Christmas used to be my favourite celebration of the year, next to my birthday. I loved every bit about it, from the lights, to the eating and drinking. It was the best time of year. Then I developed depression and the pressure to be happy when all I wanted to do was give in to how I was feeling became overwhelming. Now, any kind of festive or celebratory occasion fills me with dread. There’s so much to do, so much hype, so much pressure on being merry and happy. It can be too much. There’s pressure to have the perfect tree, the perfectly decorated home, Pinterest worthy gift wrapping and a blog post worthy outfit to boot. Add in to the mix the pressure to see people and be ‘on form’, hide how I might be feeling and be full of festive cheer, it makes me all a bit ‘bah humbug’. While I don’t feel that I suffer from depression at the moment, I still have days which can be a chore and Christmas is a time where I feel like I should be overjoyed with Christmas spirit but I’m certainly more like Scrooge than Buddy the Elf! Don’t get me wrong, I enjoy spending time off work, with Phil and Poppy, going for long walks, doing the kind of things we enjoy doing, as long as I maintain a routine, I know I’ll be fine and enjoy it in my own way, but it’s still a bit of struggle. Instead, while I’m not going to be inviting the neighbors round to enjoy perfect homemade festive treats, we’ll enjoy our own calmer version of Christmas.

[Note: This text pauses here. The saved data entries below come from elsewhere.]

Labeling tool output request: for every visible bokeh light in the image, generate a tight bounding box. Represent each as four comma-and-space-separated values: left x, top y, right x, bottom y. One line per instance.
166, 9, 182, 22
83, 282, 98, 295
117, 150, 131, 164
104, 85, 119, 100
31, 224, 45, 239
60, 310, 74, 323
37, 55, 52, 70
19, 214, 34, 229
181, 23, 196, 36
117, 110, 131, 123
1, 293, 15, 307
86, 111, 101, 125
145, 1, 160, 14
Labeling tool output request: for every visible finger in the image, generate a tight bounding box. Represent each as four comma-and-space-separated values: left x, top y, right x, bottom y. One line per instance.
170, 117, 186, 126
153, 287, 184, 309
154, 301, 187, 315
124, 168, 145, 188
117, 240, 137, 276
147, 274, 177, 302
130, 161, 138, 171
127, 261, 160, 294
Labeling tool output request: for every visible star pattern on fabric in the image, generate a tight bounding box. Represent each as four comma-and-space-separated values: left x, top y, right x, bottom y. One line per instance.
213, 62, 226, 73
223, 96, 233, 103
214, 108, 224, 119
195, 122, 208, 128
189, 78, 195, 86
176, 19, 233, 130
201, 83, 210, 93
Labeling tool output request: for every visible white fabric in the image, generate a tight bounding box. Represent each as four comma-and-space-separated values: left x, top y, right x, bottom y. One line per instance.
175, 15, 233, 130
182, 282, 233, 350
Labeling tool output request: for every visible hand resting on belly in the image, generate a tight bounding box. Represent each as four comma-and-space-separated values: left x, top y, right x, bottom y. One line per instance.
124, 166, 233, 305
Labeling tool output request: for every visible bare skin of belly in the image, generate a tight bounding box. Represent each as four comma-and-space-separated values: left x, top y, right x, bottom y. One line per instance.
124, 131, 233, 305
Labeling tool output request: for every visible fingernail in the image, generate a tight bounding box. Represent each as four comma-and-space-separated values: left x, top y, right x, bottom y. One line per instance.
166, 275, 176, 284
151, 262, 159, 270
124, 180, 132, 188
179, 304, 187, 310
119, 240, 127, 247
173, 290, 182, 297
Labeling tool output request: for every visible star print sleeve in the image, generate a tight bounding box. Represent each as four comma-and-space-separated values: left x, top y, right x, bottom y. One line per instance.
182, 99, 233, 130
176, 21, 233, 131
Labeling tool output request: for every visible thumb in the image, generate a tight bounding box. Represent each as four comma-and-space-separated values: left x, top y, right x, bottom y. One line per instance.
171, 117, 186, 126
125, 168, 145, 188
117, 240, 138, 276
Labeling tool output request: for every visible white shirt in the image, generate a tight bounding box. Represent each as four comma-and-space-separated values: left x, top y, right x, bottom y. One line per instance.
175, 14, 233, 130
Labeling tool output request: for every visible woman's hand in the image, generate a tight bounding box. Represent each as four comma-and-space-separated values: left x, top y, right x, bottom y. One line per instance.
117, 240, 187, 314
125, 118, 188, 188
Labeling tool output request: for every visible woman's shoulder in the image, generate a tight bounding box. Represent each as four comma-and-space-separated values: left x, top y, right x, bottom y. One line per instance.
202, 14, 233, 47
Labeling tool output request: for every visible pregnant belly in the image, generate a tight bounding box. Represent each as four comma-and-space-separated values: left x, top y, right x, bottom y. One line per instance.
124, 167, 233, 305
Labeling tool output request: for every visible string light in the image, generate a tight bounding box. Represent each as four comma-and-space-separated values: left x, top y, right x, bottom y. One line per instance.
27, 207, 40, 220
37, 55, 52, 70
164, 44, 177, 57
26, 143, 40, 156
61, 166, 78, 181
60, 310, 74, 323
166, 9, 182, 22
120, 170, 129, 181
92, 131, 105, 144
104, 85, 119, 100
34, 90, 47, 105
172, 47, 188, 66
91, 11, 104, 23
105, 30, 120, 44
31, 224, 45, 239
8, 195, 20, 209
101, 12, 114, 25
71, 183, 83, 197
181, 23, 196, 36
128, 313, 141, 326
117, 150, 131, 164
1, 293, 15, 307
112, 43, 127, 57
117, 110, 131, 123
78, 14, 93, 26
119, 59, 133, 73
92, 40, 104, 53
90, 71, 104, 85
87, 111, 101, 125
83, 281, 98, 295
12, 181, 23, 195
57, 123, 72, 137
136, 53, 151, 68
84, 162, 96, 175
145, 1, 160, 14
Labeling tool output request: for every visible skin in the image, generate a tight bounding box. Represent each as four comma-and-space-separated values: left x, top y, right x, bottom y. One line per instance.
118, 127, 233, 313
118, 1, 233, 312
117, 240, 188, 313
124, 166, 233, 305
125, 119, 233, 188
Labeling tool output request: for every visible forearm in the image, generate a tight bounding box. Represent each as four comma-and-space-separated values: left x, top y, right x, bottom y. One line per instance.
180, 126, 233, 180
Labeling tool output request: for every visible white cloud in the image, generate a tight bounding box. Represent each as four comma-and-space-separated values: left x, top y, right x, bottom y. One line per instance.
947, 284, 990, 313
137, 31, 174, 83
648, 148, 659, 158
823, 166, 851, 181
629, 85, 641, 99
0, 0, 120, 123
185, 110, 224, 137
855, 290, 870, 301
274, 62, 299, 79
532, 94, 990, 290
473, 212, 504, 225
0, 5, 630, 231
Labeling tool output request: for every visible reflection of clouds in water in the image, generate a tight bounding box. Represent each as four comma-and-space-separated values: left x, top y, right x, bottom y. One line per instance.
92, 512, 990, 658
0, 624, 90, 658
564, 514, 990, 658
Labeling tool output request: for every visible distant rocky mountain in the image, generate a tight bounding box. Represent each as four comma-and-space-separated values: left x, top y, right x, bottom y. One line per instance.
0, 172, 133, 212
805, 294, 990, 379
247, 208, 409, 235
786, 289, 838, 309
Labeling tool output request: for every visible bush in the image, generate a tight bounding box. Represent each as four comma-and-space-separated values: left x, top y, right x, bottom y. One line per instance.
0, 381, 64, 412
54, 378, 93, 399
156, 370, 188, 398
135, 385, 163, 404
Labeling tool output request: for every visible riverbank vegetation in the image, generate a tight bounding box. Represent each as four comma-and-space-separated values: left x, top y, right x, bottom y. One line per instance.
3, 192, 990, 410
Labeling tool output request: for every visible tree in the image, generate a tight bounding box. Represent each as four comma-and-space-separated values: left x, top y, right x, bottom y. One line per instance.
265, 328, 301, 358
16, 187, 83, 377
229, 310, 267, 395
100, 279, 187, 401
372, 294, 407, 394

Depression isn’t the only issue I have with Christmas. There’s an awful lot of waste and greed exhibited at Christmas. Why do we purge on food and wine during a week or so over Christmas, only to almost starve ourselves in January to detox from all the gluttony? Doesn’t it seem bonkers?! As we’re having Christmas at home this year, we’ve really scaled back on everything food and drinks wise. I really don’t need to eat so much that I need to put my joggers on! But it’s not just the food and drink, it’s all the waste of resources in wrapping presents and sending cards, only for them to be put in recycling at the end of Christmas. I know it really does sound bah humbug, but surely there has to be a better way. To counteract some of the waste this year, I’ve given a few charity donations in place of Christmas presents and because I’ve run out of Christmas cards, stamps and time, I’ve given money to Restore, an Oxford based mental health charity, in place of sending cards to everyone. Phil also came up with a genius eco-friendly gift wrap idea. Instead of spending loads on wasteful wrapping paper, bows and tags, he reused Domino’s flyers, magazines and newsletters to wrap Christmas gifts. I think they look fab. Very festive, colorful and eco-friendly. I’m definitely going to do this next year.
I hope everyone has a lovely Christmas, whatever it looks like. And if you are struggling, the Samaritans are available for anyone who needs them.